Cientistas propõem criar ‘cofre’ na Lua para preservar espécies em casos de desastre
Salvaguardar a biodiversidade ameaçada da Terra preservando criogenicamente material biológico na lua, em local longe das mudanças climáticas. Essa é a proposta de um grupo de cientistas liderados pelo Smithsonian Institute, complexo de museus, educação e pesquisa dos Estados Unidos.

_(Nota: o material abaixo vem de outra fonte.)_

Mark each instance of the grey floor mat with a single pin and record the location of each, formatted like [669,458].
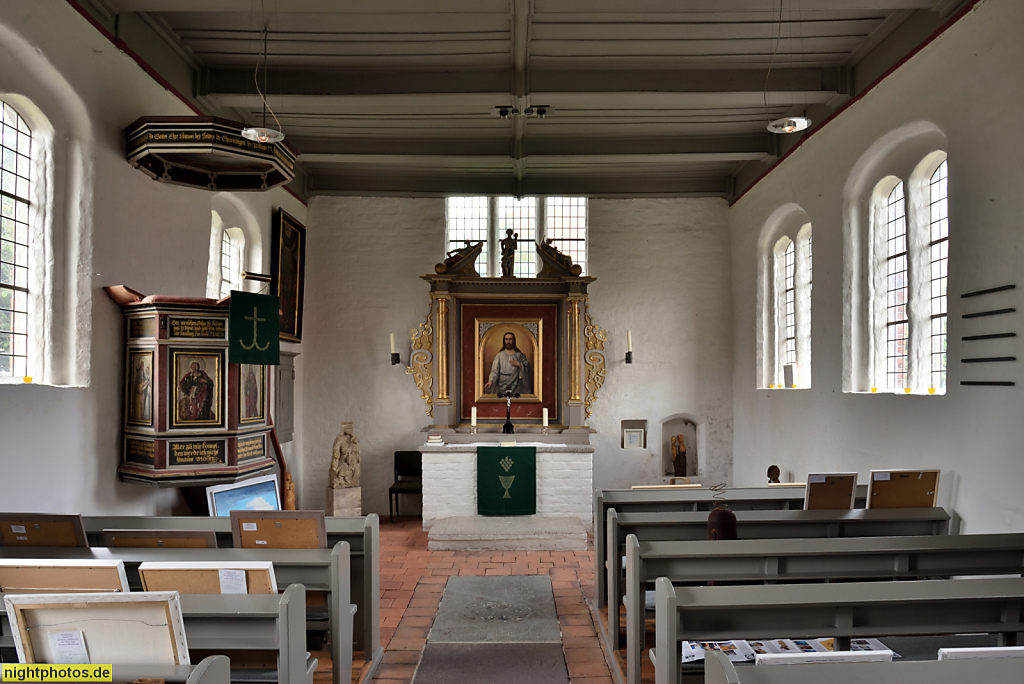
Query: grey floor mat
[492,664]
[500,609]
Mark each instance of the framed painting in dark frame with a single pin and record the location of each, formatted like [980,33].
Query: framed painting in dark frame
[288,265]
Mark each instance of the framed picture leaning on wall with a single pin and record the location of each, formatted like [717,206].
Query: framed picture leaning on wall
[288,264]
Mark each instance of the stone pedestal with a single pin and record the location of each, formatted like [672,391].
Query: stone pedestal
[344,501]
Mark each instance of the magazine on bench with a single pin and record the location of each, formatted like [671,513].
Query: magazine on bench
[739,650]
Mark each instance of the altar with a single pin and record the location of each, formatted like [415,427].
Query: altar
[564,480]
[502,358]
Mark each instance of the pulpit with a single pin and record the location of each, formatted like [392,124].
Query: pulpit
[189,417]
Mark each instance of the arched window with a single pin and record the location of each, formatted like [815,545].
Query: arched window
[236,246]
[15,194]
[938,247]
[896,252]
[893,262]
[784,340]
[232,245]
[906,294]
[561,219]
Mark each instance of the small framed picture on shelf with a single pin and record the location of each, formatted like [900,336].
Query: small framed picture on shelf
[633,438]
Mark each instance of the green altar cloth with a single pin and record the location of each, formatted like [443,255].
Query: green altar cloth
[506,480]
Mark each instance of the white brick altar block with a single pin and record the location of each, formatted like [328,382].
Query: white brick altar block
[564,481]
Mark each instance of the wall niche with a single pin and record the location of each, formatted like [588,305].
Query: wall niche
[679,434]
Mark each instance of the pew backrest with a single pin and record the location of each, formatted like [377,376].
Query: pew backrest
[840,610]
[361,533]
[718,670]
[805,560]
[315,569]
[657,501]
[692,525]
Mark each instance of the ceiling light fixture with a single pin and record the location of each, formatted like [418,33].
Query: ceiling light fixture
[788,124]
[785,124]
[263,133]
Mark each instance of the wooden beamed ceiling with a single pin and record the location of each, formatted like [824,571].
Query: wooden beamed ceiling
[641,97]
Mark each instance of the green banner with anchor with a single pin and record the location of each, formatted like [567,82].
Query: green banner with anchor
[506,480]
[254,322]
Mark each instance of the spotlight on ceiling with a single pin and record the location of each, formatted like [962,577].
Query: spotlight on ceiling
[539,111]
[504,111]
[788,124]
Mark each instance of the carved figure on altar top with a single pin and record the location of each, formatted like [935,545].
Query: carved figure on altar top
[345,459]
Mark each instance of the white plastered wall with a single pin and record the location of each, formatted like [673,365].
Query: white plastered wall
[61,445]
[663,271]
[967,85]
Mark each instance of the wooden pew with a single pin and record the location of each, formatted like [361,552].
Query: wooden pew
[363,535]
[805,560]
[718,670]
[687,525]
[858,609]
[654,501]
[315,569]
[243,622]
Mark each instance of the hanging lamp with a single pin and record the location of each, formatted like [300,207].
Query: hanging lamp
[263,133]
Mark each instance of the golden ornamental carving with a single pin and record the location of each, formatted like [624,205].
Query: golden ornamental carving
[595,337]
[421,360]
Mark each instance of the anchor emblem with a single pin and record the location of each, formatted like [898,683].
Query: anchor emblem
[256,321]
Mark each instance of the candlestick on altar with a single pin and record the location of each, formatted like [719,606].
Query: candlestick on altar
[508,428]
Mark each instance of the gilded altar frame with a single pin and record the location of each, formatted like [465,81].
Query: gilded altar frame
[566,349]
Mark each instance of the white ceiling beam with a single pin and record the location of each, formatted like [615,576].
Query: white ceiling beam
[328,82]
[480,6]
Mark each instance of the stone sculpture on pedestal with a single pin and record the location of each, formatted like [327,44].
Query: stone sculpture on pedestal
[344,496]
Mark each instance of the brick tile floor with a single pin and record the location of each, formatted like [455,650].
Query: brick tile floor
[413,581]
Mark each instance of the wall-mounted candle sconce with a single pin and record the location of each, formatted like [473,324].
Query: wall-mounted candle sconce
[395,358]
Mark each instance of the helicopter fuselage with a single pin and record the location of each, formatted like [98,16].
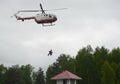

Em artigo publicado na quarta-feira (31) no periódico BioScience, a equipe, formada por pesquisadores do Zoológico Nacional, do Instituto de Biologia da Conservação do Smithsonian (NZCBI), do Museu Nacional do Ar e Espaço do Smithsonian, do Museu Nacional de História Natural do Smithsonian e outros, salientou que as crateras permanentemente sombreadas da lua são frias o suficiente para preservação criogênica sem a necessidade de eletricidade ou nitrogênio líquido.
“Inicialmente, um biorrepositório lunar teria como alvo as espécies mais em risco na Terra hoje, mas nosso objetivo final seria criopreservar a maioria das espécies”, disse Mary Hagedorn, criobióloga pesquisadora no NZCBI e autora principal.
A proposta se inspira no Global Seed Vault, em Svalbard, na Noruega, que contém mais de 1 milhão de variedades de sementes congeladas e funciona como um backup para a biodiversidade de culturas do mundo em caso de desastre global.
Esse cofre, que fica quase 122 metros abaixo do solo, foi projetado para ser capaz de manter a coleção de sementes congelada sem eletricidade. No entanto, em 2017, ele foi ameaçado de inundação devido ao degelo do permafrost. O caso mostrou que até mesmo um bunker subterrâneo no Ártico pode ser vulnerável às mudanças climáticas.
Diferentemente das sementes, as células animais requerem temperaturas de armazenamento muito mais baixas para preservação (-196ºC). Na Terra, a criopreservação de células animais necessita de um suprimento de nitrogênio líquido, eletricidade e equipe humana para fazer o monitoramento. Mas Hagedorn pontou que cada um desses três elementos é suscetível a interrupções que podem destruir uma coleção inteira.
Para reduzir esses ricos, os cientistas precisavam de uma maneira de manter passivamente as temperaturas de armazenamento de criopreservação. Como essas temperaturas frias não existem naturalmente na Terra, os cientistas voltaram sua atenção para a lua.
Por lá, regiões polares apresentam inúmeras crateras que nunca recebem luz solar devido à sua orientação e profundidade. Essas chamadas regiões permanentemente sombreadas podem estar a -246ºC. Para bloquear a radiação prejudicial ao DNA presente no espaço, as amostras podem ser armazenadas no subsolo ou dentro de uma estrutura com paredes grossas feitas de rochas lunares.
Mas estabelecer um biorepositório lunar não será tarefa fácil. Porém, os pesquisadores têm uma vantagem. No Instituto de Biologia Marinha do Havaí, já foram criopreservadas amostras de pele de um peixe de recife chamado gobi estrelado. As barbatanas da espécie contêm um tipo de célula da pele chamada fibroblastos, o material primário a ser armazenado no biorepositório lunar.
Segundo a equipe do Smithsonian, o próximo passo é começar uma série de testes de exposição à radiação para os fibroblastos criopreservados na Terra, para ajudar a projetar embalagens que possam entregar amostras com segurança à lua. Experimentos terão de ser realizados também na Estação Espacial Internacional (ISS, na sigla em inglês).
Se a ideia se tornar realidade, os pesquisadores imaginam o biorrepositório lunar como uma entidade pública que incluirá financiadores públicos e privados, parceiros científicos, países e representantes públicos com mecanismos de governança cooperativa semelhantes ao Banco Global de Sementes de Svalbard.